The team from the University of Alabama in Huntsville took top prize in the college division of NASA's Great Moonbuggy Race with a time of 4 minutes and 3 seconds.
Nasa has announced the winners of its Great Moonbuggy Race 2012.
The winner for the high school division is Petra Mercado High School in Humacao, Puerto Rico and for the college division, racers from the University of Alabama in Huntsville bagged the prize.
The winning teams outraced more than 80 teams from 20 states, Puerto Rico, Canada, Germany, India, Italy, Russia and the United Arab Emirates.
Approximately 600 student drivers, engineers and mechanics, team advisors and cheering sections had gathered on April 13-14 at the U.S. Space & Rocket Center in Huntsville.
Just few months before the race, the participating students were asked to design a vehicle that addresses a series of engineering problems that were similar to problems faced by the original Moonbuggy team.
According to Nasa, each Moonbuggy will be human powered and it should carry two students, one female and one male. Each of them has to overcome half-mile simulated lunar terrain course including "craters", rocks, "lava" ridges, inclines and "lunar" soil. The team which can overcome all the terrain and reach the finishing point first wins the race.

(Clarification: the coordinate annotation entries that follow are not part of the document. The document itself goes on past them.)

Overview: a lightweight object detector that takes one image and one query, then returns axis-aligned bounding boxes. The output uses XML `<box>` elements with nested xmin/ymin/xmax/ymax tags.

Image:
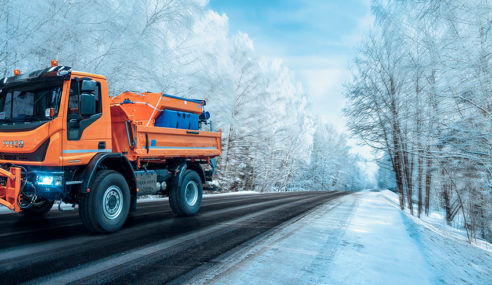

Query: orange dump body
<box><xmin>110</xmin><ymin>92</ymin><xmax>221</xmax><ymax>162</ymax></box>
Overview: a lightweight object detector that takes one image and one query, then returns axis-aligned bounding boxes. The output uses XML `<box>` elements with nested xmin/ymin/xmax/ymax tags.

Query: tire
<box><xmin>169</xmin><ymin>169</ymin><xmax>203</xmax><ymax>217</ymax></box>
<box><xmin>21</xmin><ymin>199</ymin><xmax>55</xmax><ymax>214</ymax></box>
<box><xmin>79</xmin><ymin>170</ymin><xmax>130</xmax><ymax>233</ymax></box>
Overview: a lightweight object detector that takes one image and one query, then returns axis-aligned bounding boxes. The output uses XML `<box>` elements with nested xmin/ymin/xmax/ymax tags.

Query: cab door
<box><xmin>63</xmin><ymin>77</ymin><xmax>111</xmax><ymax>165</ymax></box>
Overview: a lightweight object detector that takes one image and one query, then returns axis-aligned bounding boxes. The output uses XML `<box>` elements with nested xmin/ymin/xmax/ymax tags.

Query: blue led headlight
<box><xmin>36</xmin><ymin>173</ymin><xmax>63</xmax><ymax>187</ymax></box>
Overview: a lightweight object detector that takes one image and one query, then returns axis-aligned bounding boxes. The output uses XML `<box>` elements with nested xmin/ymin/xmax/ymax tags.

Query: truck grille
<box><xmin>0</xmin><ymin>139</ymin><xmax>50</xmax><ymax>161</ymax></box>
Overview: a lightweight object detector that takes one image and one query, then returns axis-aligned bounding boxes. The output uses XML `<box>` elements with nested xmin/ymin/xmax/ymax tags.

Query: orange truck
<box><xmin>0</xmin><ymin>61</ymin><xmax>221</xmax><ymax>232</ymax></box>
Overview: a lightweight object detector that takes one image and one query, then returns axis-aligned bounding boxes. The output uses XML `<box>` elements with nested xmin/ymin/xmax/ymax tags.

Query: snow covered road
<box><xmin>188</xmin><ymin>192</ymin><xmax>492</xmax><ymax>284</ymax></box>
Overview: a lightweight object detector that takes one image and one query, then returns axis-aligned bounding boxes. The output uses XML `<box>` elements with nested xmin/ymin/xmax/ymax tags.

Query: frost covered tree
<box><xmin>346</xmin><ymin>0</ymin><xmax>492</xmax><ymax>240</ymax></box>
<box><xmin>0</xmin><ymin>0</ymin><xmax>368</xmax><ymax>191</ymax></box>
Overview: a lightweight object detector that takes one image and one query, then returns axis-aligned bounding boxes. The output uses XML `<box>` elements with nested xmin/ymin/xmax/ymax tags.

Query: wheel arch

The team from Petra Mercado had completed the half-mile course in 3 minutes and 20 seconds, whereas the UA Huntsville college division team finished in 4 minutes and 3 seconds.

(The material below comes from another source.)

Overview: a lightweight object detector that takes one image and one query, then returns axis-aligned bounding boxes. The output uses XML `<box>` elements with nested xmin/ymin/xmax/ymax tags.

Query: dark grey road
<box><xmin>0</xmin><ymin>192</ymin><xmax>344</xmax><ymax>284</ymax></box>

The winning teams received trophies depicting Nasa's original lunar rover. Nasa also gave plaques and certificates to every competing team. Sponsor Lockheed Martin Corp. of Huntsville presented the winners cash awards of $2,850 (£1,798) each.

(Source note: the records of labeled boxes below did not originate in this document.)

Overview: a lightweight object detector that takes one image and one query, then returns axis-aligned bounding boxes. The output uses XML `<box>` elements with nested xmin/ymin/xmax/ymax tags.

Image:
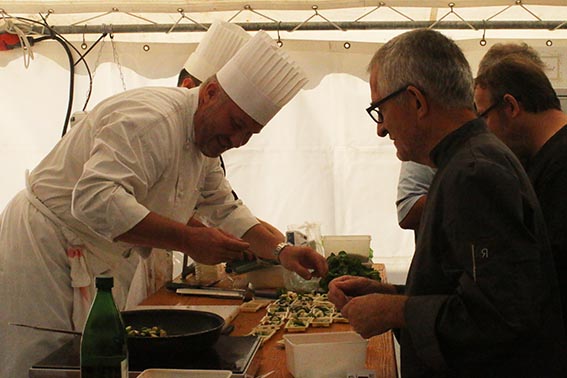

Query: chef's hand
<box><xmin>183</xmin><ymin>227</ymin><xmax>250</xmax><ymax>265</ymax></box>
<box><xmin>329</xmin><ymin>276</ymin><xmax>396</xmax><ymax>310</ymax></box>
<box><xmin>280</xmin><ymin>245</ymin><xmax>329</xmax><ymax>280</ymax></box>
<box><xmin>341</xmin><ymin>294</ymin><xmax>408</xmax><ymax>338</ymax></box>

"The annual NASA Great Moonbuggy Race is a unique and exciting way to get high school and college students involved in hands-on robotic design and operation," said Leland Melvin, Nasa associate administrator for education, in a statement.
"They are working on a solution to a real exploration challenge faced by Apollo mission engineers in the 1960s. Today's student designers could be the engineers and robotics experts who will design a rover for future human exploration of Mars."
The race is inspired by the original lunar rover, first piloted across the moon's surface in the early 1970s during the Apollo 15, 16 and 17 missions. Eight college teams participated in the first NASA Great Moonbuggy Race in 1994.
The race was expanded in 1996 to include high school teams, and student participation has swelled each year since.
Nasa's Great Moonbuggy Race has been hosted by the U.S. Space & Rocket Center since 1996. The race is sponsored by Nasa's Human Exploration & Operations Mission Directorate in Washington.
Major corporate sponsors are Lockheed Martin Corp., The Boeing Company, Northrop Grumman Corp. and Jacobs Engineering ESTS Group, all with operations in Huntsville.